WebSampler is normally $15 but at the time of publication it was still selling for an intro price of $10. Not bad if you do a lot of work with YouTube audio in your DAW.

The Audacity Team Audacity

Audacity is a long-running free, open source and multi-platform audio editor. It’s been available since the year 2000, with first volunteers and now Muse Group running it. It’s convenient (if a little fugly) and makes a handy tool if you just need to do some quick audio editing. It’s also one of the best ways to capture YouTube audio. That is if you’re a Windows user. (Sorry, Mac friends. You can use Audacity, just not to record system audio without a little extra help. See below for more on that.)

Audacity

To record audio, open Audacity and change your host to Windows WASAPI in the Audio Setup dropdown menu. Next, change the output device to your primary output device. Start a YouTube video and hit record on Audacity and it will capture the playing audio. Export the file and drop it into your DAW. Voila.

Existential Audio BlackHole

This one is strictly for Mac users. If you have a Mac, you may have noticed that you can’t just record system audio. Mac may make a lot of things easy but internal audio is not one of them. You need a third-party app to route audio from one app to another. Cycling ’74’s Soundflower used to be the method of choice but now that it’s no longer supported, we recommend BlackHole from Existential Audio.

Existential Audio BlackHole

Available in two formats – two-channel and 16-channel – Blackhole is a free “modern macOS virtual audio loopback driver that allows applications to pass audio to other applications with zero additional latency,” in the words of the developer. It works perfectly and is indispensable for Mac owners working with audio, making it one of the best ways to capture YouTube audio.

To use Blackhole to capture YouTube audio, you first need to set up a Multi-Output Device in your Mac. Open the Audio MIDI Setup app located in the Utilities folder under Applications. Click the + symbol in the sidebar and select Multi-Output Device. In the main window, tick BlackHole plus the output device, such as your computer speakers. 

Now let’s record computer audio. In sound settings in the menu bar, select the Multi-Output Device. Open QuickTime and choose New Audio Recording from the File drop-down menu.

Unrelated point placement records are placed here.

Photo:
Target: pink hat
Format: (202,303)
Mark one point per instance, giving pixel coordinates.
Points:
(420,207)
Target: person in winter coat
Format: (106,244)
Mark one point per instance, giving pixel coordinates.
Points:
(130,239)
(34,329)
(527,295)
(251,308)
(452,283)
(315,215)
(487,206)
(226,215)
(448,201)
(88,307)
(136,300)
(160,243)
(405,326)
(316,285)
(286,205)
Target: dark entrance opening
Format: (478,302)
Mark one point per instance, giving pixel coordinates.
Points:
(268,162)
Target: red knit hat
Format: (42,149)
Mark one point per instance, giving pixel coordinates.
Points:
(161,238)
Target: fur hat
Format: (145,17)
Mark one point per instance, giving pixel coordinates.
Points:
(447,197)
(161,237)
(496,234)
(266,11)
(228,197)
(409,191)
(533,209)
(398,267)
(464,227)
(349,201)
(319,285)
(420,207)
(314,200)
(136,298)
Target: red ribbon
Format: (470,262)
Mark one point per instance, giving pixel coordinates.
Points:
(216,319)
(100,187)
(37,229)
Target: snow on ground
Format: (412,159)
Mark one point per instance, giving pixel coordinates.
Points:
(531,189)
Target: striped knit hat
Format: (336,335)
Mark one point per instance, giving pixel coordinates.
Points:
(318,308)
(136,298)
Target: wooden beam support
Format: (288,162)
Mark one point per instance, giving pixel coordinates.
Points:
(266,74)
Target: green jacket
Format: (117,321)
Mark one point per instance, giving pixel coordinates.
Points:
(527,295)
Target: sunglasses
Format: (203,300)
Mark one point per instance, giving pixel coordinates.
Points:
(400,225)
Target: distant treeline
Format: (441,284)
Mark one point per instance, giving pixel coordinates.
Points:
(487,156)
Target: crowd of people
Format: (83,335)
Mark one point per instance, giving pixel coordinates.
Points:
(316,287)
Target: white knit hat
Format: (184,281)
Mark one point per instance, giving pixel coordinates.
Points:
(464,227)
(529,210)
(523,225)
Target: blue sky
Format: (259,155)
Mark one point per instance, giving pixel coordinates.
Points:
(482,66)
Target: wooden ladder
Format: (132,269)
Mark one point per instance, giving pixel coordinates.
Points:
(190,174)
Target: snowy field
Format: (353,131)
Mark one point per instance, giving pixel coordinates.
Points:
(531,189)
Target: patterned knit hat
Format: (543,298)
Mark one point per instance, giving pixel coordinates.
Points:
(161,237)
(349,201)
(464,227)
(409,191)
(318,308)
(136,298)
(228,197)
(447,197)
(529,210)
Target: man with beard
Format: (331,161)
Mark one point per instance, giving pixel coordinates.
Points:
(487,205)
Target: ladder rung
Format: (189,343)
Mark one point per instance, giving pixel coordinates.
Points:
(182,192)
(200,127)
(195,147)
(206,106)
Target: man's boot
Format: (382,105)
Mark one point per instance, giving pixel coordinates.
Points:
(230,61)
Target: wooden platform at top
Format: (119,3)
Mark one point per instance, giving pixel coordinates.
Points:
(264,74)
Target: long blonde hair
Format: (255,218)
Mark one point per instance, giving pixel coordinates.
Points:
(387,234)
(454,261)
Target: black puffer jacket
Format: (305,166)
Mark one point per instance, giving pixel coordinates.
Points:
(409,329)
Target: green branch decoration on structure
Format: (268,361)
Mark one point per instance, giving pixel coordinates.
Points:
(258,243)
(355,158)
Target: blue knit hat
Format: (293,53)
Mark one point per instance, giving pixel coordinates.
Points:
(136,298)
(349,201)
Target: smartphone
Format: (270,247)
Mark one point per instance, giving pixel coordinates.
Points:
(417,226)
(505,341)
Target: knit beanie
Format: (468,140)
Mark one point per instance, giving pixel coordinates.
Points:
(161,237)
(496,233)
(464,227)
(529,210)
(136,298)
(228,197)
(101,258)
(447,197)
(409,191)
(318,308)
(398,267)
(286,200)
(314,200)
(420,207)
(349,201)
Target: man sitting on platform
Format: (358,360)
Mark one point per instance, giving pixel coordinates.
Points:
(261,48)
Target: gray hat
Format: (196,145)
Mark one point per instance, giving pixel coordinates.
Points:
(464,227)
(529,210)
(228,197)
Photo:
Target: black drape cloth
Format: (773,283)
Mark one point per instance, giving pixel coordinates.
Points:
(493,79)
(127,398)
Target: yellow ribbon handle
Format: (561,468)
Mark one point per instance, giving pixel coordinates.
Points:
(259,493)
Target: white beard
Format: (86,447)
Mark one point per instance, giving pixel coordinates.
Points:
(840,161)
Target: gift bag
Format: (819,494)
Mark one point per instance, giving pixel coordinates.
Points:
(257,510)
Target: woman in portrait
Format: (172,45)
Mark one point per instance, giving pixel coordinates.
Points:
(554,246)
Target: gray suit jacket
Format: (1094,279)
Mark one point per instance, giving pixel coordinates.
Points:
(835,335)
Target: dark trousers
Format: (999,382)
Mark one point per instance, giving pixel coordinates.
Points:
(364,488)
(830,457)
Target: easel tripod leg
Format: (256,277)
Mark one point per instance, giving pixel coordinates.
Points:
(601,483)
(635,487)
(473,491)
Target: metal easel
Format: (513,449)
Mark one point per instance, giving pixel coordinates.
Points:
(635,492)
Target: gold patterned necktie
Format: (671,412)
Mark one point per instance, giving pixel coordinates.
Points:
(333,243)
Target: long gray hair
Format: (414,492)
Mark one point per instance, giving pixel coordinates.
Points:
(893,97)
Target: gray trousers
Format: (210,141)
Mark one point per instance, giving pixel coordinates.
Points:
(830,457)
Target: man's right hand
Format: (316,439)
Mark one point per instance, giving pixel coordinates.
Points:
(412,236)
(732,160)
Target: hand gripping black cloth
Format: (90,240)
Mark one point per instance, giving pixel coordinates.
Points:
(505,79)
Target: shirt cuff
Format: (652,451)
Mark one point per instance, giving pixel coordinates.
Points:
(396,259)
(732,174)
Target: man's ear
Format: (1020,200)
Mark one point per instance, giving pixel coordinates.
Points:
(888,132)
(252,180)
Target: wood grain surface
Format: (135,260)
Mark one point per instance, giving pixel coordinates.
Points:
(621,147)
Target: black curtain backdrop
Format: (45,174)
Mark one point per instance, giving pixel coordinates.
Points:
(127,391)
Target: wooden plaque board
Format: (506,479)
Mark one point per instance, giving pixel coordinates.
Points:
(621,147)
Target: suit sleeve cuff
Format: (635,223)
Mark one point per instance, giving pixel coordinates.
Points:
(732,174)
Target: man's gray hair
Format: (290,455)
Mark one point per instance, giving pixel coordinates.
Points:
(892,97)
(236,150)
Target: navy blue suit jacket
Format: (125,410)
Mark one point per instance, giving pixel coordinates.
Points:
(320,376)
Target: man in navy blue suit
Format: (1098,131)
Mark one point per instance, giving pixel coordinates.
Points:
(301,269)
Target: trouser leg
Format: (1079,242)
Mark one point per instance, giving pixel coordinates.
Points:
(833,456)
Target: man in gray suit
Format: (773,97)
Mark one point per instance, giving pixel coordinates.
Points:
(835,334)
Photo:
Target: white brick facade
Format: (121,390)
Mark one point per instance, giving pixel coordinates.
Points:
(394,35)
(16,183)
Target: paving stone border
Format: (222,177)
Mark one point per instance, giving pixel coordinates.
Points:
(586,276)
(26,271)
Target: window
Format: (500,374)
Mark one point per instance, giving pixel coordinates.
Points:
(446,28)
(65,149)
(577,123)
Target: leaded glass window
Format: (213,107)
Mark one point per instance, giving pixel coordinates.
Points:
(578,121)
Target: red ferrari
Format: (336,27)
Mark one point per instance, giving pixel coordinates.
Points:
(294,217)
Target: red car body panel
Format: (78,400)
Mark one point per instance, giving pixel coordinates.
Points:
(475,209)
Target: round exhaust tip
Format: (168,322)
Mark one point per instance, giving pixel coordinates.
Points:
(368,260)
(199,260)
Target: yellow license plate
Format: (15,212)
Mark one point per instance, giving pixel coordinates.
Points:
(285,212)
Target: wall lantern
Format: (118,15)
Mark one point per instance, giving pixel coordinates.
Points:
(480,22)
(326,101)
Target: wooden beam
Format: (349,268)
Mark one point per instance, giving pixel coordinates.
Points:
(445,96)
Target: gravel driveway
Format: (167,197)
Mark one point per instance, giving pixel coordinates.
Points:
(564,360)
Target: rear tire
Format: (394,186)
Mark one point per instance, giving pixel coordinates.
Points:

Select BlackHole 2ch in the sources, play the audio and click the record button. Finally, export as Audio Only and you’ll get an m4a file.

Focusrite Control

What we’ve been talking about so far is loopback, internal routing of computer audio. If you’re a Focusrite Scarlett audio interface owner (and given how many of these the company sells, there are very good odds that you are) you may already have software in your computer that can do it: Focusrite Control.

Focusrite Control

Not every Scarlett unit can do loopback. You’ll have to check yours but it looks like the 3rd gen Scarlett 4i4, 8i6, 18i8 and 18i20, as well as 4th gen models running Focusrite Control 2 all have ways of doing it. Essentially, you commandeer two input channels on the interface to pipe computer system audio into your DAW. With this, you don’t need to worry about recording your screen or downloading anything as the audio gets sent directly into your DAW for capturing.

Setting everything up is a bit of a faff and the specifics depend on your model, so check out Focusrite’s help pages for third-generation and fourth-generation units for more.

Rogue Amoeba Audio Hijack 

Rogue Amoeba is a Mac-only software developer that makes programs to get around the fact that Macs have no native internal audio routing. Our favorite is Audio Hijack, a robust app that lets you create and combine multiple routings of internal computer audio and record them.

Rogue Amoeba Audio Hijack

With its modular setup, you can create chains of ‘blocks’. These blocks can be anything, an application, an input device like a microphone, even effects, and then capture the audio. You can also use it for broadcasting audio as a kind of internal audio mixer. It works exceedingly well and sounds great to boot. At $71 it’s not cheap (and updates to new versions aren’t free, unfortunately) but it’s a useful app to have, making it one of the best ways to capture YouTube audio.